Building connections with youth is your most powerful tool. Youth disclose abuse, neglect, and drug use to adults they feel safe with. Becoming that adult takes time; time spent finding common interests, getting to know them, showing you care, and hanging in when others leave.
Ask the right question. Ask the question for the answer you want. Instead of “how are you”, try asking “how did you sleep last night,” “eat anything good yesterday,” “what did you do after school,” “how are your parents,” or “where did you stay last night.”
Things to look for:
(1) Frequent injuries
(2) Change in behavior
(3) Change in attendance at school or work
(4) Wearing the same clothes
(5) Hygiene changes
(6) Always hungry
(7) Hangs out at school, the library, or community center until closing
(8) Struggles to get their homework done
(9) Disclosing abuse, neglect, or unsafe living conditions
(10) Inappropriate or unhealthy relationships
If you suspect there is a risk, talk to the youth, report your concerns, and share information about Huckleberry House. The youth may not be ready to disclose but giving them our H3 card with resources to carry in their book bag or pocket, allows them to get help when they need it.
How does Huckleberry House help homeless youth?
Our crisis shelter is designed to provide a temporary, safe place for youth who have no where else to go. When they are with us, they have a bed, food, warmth, and safety. The youth aren’t vulnerable to the risks of being on the streets. We link them with a case aide who helps find housing options and build their daily living skills, while their therapist works with the youth and their family to resolve the crisis that led to the youth being at Huck House.
Our staff help the youth tackle the issues we talked about above. While they are in our care, we tackle the past, present, and building for the future. Our goal is to build resiliency, strength, and success in every youth.
The Counseling Center
Our counseling center is designed to help teens and young adults struggling with family conflict, relationship issues, depression, anxiety, trauma, and homelessness. Our therapists focus on preventing teen and young adult homelessness through addressing their mental health, strengthening family communication, utilizing the teen and young adult’s strengths, and addressing barriers to the teen or young adult remaining in their current home. To benefit from counseling, a teen or young adult does not need to be staying, living in, or on the waitlist for a housing program. Our therapists will meet with you in our offices, at school, home, library, or even the park.
For teen or young adult that enter or are waiting to enter our housing programs, this helps them build stability, resiliency, and success before moving into their apartments. For teen or young adult in the crisis shelter, our therapists can help them transition back to their home or next living arrangement. And we stay linked, working on that teen or young adult’s mental health, stability, and success. Families are also often encouraged to meet with the therapist and take part in the counseling process.
Youth Outreach Program
Our YOP team focuses on linking youth experiencing or at risk for homelessness with resources. Our team specializes in getting a youth’s needs met, wherever that youth may be. This allows us to support them throughout the crisis process, during their homelessness, and after their homelessness.

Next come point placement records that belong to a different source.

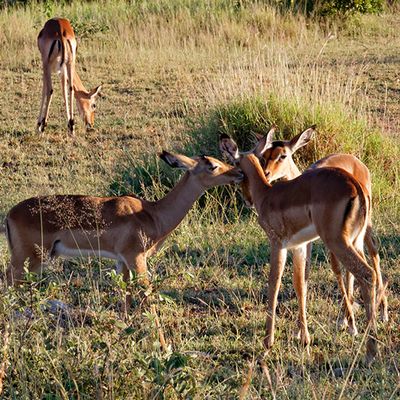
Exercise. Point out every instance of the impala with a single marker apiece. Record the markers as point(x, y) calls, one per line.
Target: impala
point(327, 203)
point(57, 45)
point(126, 228)
point(278, 163)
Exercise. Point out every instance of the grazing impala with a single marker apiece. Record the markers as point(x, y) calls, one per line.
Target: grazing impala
point(327, 203)
point(277, 162)
point(126, 228)
point(57, 45)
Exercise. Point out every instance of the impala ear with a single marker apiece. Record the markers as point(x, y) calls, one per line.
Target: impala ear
point(96, 92)
point(302, 139)
point(228, 148)
point(264, 143)
point(178, 160)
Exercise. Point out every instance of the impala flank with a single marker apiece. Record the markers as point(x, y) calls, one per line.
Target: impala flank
point(126, 228)
point(57, 45)
point(327, 203)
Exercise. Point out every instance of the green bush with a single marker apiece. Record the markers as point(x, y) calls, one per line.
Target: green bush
point(332, 7)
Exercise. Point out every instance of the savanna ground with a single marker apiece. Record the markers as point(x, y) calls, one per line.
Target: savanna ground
point(175, 75)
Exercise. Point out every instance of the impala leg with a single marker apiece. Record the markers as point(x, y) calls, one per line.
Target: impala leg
point(278, 259)
point(373, 253)
point(139, 264)
point(348, 314)
point(70, 70)
point(47, 93)
point(350, 257)
point(300, 286)
point(308, 261)
point(65, 91)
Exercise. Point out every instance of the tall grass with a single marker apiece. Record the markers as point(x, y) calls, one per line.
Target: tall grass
point(176, 74)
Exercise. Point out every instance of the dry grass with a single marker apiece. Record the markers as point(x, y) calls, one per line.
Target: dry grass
point(175, 74)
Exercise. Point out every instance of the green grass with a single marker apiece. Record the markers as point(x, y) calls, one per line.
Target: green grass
point(175, 75)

Transitional Living and Permanent Supportive Housing Programs
Our housing programs are designed to build safety nets for homeless young adult. The young adult doesn’t just get an apartment, they get 24/7/365 support from staff, counseling, and help developing their daily living skills. This process begins day one and continues until after they leave our services. As their life and needs change, we are still there to support them and achieve the next milestone.
By building safety nets, we are ensuring homeless young adults excel in our housing and can live in a home or apartment of their own. They build stability, families, and feel a sense of achievement.